I like the idea of using decals or vinyl graphics as its easy to apply and reapply later. I've always just taped and spray bombed though. I know some of the later twisted customs buggies had some neat retroish paint jobs on them.

Kevin
Living in Michigan, we wheel in wet weather more than the west coast group. Any weekend trip is hard to predict. Up until Covid we always did an October run in Canada north of Sault Ste Marie, which is usually 40's and 50/50 rain/dry. Add in winter wheeling and being north of 60 (pansy) I like staying warm and dry. Since I bought the Willys 15 months ago, every major trip has been dry. (Sand Hollow, Montrose, Oklahoma, Kentucky) I've been out locally a couple times when it's been wet but I've avoided heavy rain so far. So to answer your question, so far - so good but a miserable day is coming. LOL I haven't snow wheeled with it yet. I still had my YJ last winter and we haven't been out yet this season. Hoping to get out around the end of the month.
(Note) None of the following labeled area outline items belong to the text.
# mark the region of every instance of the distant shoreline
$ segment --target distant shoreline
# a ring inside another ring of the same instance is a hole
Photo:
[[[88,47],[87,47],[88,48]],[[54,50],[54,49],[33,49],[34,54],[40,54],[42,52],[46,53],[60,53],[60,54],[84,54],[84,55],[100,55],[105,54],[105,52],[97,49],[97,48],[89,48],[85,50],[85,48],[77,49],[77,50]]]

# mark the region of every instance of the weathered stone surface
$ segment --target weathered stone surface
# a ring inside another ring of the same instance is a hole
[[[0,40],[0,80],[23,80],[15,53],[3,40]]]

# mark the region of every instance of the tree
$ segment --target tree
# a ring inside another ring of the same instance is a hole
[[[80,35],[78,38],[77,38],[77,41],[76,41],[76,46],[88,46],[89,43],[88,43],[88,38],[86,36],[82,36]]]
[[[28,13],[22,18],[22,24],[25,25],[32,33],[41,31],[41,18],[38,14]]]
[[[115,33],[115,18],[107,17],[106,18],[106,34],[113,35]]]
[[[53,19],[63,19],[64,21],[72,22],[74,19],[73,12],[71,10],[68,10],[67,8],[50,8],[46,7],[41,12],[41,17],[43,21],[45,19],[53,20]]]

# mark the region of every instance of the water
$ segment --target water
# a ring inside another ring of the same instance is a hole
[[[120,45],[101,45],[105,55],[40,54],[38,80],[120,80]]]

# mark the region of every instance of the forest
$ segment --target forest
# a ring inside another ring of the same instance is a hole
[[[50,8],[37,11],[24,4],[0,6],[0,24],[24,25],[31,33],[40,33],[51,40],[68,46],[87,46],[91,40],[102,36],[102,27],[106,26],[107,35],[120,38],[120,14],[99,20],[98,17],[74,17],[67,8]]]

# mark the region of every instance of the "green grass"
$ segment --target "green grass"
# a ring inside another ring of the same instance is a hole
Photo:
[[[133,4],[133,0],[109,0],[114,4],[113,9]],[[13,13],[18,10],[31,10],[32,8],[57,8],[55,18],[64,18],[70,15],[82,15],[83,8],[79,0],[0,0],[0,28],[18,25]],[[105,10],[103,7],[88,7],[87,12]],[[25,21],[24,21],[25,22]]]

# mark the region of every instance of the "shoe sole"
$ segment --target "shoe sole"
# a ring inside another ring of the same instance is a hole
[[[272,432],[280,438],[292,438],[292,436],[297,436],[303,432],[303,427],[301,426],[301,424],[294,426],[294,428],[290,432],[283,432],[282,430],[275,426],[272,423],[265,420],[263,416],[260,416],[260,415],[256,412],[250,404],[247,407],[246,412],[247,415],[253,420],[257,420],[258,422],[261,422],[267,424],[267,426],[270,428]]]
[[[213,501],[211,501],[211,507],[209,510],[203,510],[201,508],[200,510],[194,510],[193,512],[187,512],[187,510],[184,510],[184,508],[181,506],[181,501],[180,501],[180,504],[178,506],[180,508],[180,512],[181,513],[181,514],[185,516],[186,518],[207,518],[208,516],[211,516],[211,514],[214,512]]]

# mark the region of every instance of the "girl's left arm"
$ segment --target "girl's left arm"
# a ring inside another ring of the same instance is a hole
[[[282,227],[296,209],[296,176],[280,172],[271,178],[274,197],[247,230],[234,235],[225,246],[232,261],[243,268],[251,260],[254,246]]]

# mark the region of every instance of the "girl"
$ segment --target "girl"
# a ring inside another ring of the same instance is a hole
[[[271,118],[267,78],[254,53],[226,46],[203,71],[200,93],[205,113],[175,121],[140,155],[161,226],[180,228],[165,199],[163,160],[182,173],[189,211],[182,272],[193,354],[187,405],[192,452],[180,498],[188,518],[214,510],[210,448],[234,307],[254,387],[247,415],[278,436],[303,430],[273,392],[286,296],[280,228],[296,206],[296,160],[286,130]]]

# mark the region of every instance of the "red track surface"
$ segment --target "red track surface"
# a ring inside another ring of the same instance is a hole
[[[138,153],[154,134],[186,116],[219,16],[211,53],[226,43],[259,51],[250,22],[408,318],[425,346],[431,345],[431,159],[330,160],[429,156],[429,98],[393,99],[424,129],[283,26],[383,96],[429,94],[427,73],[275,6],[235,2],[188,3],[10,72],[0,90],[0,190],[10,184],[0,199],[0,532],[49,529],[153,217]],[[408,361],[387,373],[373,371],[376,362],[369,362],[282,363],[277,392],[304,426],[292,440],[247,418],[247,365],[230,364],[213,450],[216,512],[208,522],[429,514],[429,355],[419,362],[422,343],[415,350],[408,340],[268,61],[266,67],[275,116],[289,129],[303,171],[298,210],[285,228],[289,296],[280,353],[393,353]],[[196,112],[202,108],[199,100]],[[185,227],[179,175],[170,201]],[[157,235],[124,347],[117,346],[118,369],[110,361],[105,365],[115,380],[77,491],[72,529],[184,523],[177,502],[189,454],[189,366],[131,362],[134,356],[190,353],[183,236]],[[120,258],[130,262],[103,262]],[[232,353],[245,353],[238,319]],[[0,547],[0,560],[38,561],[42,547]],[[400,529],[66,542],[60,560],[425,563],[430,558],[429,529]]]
I agree with light colors. My YJ was white, then we painted it a dark burgundy to match our motorhome and that was a mistake. Then I did the diet Dew wrap and it was easy to see. :) I'm thinking I'm gonna give @MNorby 's suggestion a go. I like the dark red on silver. I'm still leering of stick on graphics because I know I'm prone to scratches.
 
Cool to see the MNtal buggy from pirate4x4 living on. It was a cool build, with sadly all the pics gone. Love the upgrades you are making to it. I am curious how you are going to mount the AR400?
 
Cool to see the MNtal buggy from pirate4x4 living on. It was a cool build, with sadly all the pics gone. Love the upgrades you are making to it. I am curious how you are going to mount the AR400?
Thanks. I plan to add tabs welded on the inside of the current skid framework with weldnuts. Then 3/8 Grade 8 hex bolts up from the bottom. They get skuffed but unless I allow them to wear away I can pound a socket on them to get them loose - then just swap out the bolts. TSC bolts in bulk make it pretty easy. The buggy goes up on the hoist after almost every run so it's not a big deal to swap them.
I ordered 1/4" AR400. Kinda wishing I had done 3/16" but oh well.